• The participant (or legally acceptable representative if applicable) provides written consent for the trial.

• Participants who are at least 21 years of age on the day of signing informed consent with histologically or cytologically confirmed diagnosis of non-keratinizing nasopharyngeal carcinoma (NPC).

• Have measurable disease based on RECIST 1.1.

• Tumour stage III (except for T3N0 and T3N1) or IVA according to the American Joint Committee on Cancer (AJCC) 8th edition criteria.

• Have locally or centrally determined EBV-positive NPC by EBV-encoded small RNA in situ hybridization (EBER in situ hybridization \[ISH\]) assay.

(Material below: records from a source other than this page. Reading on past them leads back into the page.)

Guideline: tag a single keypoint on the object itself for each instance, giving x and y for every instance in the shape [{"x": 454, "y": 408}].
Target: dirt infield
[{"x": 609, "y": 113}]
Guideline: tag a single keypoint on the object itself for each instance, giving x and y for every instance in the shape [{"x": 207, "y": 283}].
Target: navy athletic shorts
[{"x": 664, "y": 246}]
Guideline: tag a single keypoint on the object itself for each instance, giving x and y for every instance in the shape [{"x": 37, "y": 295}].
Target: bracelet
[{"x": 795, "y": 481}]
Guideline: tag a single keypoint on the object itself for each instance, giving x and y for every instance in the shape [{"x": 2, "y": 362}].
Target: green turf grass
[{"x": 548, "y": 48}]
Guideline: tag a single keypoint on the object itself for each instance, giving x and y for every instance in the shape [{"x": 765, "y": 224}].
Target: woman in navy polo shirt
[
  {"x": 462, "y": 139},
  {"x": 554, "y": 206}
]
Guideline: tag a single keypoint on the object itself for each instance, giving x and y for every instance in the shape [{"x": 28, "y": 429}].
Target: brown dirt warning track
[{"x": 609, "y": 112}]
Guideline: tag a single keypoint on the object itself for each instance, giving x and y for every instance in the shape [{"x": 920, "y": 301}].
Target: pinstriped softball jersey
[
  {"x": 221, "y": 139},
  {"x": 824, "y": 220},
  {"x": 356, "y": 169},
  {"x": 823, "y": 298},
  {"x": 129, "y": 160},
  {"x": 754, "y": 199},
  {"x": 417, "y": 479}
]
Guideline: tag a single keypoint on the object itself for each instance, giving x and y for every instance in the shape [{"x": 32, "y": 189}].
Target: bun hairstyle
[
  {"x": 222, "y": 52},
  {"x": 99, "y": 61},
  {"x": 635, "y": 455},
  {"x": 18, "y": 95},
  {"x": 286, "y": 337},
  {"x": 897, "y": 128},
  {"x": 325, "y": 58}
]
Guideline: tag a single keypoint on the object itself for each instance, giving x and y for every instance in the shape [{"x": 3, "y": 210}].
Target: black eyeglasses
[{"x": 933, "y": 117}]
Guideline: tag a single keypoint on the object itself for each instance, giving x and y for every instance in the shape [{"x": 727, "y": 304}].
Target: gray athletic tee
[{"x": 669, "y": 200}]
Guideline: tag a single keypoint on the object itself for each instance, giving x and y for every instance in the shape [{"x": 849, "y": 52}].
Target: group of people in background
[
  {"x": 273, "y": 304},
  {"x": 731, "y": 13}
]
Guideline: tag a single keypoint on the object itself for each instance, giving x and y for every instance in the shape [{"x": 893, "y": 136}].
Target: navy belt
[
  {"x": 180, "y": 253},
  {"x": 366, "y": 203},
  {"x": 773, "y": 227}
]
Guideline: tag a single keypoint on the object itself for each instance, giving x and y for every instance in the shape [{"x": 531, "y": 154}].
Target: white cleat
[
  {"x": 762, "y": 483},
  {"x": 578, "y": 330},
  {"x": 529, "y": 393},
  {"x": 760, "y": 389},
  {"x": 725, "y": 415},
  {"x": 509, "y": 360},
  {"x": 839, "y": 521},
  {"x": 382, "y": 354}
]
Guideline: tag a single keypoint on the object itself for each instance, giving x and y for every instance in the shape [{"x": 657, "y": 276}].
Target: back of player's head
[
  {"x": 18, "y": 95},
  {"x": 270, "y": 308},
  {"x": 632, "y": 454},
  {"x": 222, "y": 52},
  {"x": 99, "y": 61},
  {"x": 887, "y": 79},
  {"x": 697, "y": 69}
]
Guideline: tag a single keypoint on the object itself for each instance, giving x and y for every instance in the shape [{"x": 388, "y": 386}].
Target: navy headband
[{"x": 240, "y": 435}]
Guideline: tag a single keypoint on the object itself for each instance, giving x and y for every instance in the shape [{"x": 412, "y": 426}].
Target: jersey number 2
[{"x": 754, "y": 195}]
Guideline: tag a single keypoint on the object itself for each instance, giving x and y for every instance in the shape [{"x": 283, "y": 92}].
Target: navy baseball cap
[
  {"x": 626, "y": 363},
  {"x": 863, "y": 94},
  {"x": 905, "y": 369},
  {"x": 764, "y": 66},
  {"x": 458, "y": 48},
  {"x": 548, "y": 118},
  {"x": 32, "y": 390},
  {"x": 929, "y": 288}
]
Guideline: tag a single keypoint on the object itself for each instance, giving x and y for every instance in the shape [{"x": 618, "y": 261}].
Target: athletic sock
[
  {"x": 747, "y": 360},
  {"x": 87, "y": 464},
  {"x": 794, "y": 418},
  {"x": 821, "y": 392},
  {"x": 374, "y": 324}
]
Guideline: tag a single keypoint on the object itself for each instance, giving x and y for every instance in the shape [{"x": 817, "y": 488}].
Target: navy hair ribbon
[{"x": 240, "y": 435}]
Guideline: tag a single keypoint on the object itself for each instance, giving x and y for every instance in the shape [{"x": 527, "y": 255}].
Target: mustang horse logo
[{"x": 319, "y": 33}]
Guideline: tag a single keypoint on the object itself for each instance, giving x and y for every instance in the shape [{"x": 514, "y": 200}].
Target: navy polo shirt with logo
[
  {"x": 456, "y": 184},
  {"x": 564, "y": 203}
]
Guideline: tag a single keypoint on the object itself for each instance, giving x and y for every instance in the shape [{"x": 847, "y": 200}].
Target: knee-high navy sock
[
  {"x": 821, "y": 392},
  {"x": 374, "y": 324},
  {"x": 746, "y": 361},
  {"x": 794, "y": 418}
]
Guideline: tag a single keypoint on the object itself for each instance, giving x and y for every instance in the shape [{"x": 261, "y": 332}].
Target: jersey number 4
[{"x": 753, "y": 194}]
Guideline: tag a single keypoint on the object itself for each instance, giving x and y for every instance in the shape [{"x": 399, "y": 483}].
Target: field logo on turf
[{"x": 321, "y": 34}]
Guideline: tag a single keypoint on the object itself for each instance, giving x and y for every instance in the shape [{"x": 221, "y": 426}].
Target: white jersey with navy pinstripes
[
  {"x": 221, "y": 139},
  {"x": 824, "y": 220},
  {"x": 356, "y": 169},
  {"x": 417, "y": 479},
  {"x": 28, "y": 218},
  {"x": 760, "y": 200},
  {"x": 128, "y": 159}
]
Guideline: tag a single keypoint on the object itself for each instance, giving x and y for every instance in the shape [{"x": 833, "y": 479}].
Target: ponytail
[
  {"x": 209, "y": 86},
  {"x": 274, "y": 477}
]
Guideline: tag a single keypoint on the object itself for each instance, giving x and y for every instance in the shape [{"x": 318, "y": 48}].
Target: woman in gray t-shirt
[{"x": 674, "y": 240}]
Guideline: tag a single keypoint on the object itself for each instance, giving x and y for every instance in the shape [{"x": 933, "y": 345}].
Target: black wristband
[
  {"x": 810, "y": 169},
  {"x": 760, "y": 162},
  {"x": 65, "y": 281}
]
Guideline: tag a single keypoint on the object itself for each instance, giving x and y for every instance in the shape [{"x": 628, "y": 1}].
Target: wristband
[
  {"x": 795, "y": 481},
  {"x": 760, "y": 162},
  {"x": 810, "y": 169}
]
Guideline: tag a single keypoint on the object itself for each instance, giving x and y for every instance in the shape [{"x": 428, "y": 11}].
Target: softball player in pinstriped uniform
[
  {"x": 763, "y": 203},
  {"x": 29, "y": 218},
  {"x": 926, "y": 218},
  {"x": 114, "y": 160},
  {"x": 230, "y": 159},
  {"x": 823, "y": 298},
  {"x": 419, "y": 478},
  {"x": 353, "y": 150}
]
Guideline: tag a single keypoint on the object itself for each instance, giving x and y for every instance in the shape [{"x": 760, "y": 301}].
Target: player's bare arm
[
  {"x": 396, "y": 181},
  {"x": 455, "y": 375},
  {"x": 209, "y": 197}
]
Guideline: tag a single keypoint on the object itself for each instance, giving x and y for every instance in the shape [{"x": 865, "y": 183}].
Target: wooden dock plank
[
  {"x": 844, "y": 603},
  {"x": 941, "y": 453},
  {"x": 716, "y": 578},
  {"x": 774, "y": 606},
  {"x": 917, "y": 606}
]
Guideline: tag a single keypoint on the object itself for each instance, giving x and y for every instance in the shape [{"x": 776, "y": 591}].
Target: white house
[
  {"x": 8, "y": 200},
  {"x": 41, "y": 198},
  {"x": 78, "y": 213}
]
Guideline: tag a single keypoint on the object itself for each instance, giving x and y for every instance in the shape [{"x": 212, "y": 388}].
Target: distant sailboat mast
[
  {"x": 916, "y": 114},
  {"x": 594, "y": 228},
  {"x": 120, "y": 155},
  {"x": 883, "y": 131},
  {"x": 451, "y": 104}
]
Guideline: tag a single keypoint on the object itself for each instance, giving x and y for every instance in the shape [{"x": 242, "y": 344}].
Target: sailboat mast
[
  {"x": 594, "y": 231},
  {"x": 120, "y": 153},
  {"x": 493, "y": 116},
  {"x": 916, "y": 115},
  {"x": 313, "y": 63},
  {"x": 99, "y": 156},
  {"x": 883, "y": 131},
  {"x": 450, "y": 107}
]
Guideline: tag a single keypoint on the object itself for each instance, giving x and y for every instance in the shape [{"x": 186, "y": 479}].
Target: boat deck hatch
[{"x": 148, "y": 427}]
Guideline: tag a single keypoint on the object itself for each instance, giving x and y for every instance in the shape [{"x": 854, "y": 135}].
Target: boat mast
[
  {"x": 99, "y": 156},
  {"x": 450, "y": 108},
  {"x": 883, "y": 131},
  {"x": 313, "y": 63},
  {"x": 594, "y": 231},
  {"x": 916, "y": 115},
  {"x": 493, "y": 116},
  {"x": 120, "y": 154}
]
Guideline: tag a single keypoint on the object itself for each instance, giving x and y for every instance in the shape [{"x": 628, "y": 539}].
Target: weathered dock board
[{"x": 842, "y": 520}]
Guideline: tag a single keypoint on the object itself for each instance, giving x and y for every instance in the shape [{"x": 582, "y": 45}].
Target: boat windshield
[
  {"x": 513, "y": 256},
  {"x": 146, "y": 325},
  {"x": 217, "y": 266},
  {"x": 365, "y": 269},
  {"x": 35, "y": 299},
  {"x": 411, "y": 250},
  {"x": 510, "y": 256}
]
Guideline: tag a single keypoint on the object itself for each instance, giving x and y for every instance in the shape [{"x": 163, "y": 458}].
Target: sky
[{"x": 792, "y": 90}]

If EBV-positive status has been previously determined by EBER ISH assay, then no re-testing is required.

• Note: If EBV status by EBER ISH assay has not been previously determined, tumor tissue from archival tissue may be submitted for EBV determination.

• Did not receive any prior treatment

• Willingness to donate blood for mandatory translational research studies.

• Have an Eastern Cooperative Oncology Group (ECOG) performance status of 0 or 1.

• Have an adequate organ function

⁃ A female participant is eligible to participate if she is not pregnant, not breastfeeding, and at least one of the following conditions applies:

∙ Not a woman of childbearing potential (WOCBP) as defined in Appendix 3 of study protocol OR

‣ A WOCBP who agrees to follow the contraceptive guidance in Appendix 3 of study protocol during the treatment period and for at least 120 days after the last dose of study medication.

⁃ A male participant must agree to use a contraception as detailed in Appendix 3 of study protocol during the treatment period and for at least 120 days after the last dose of study treatment and refrain from donating sperm during this period.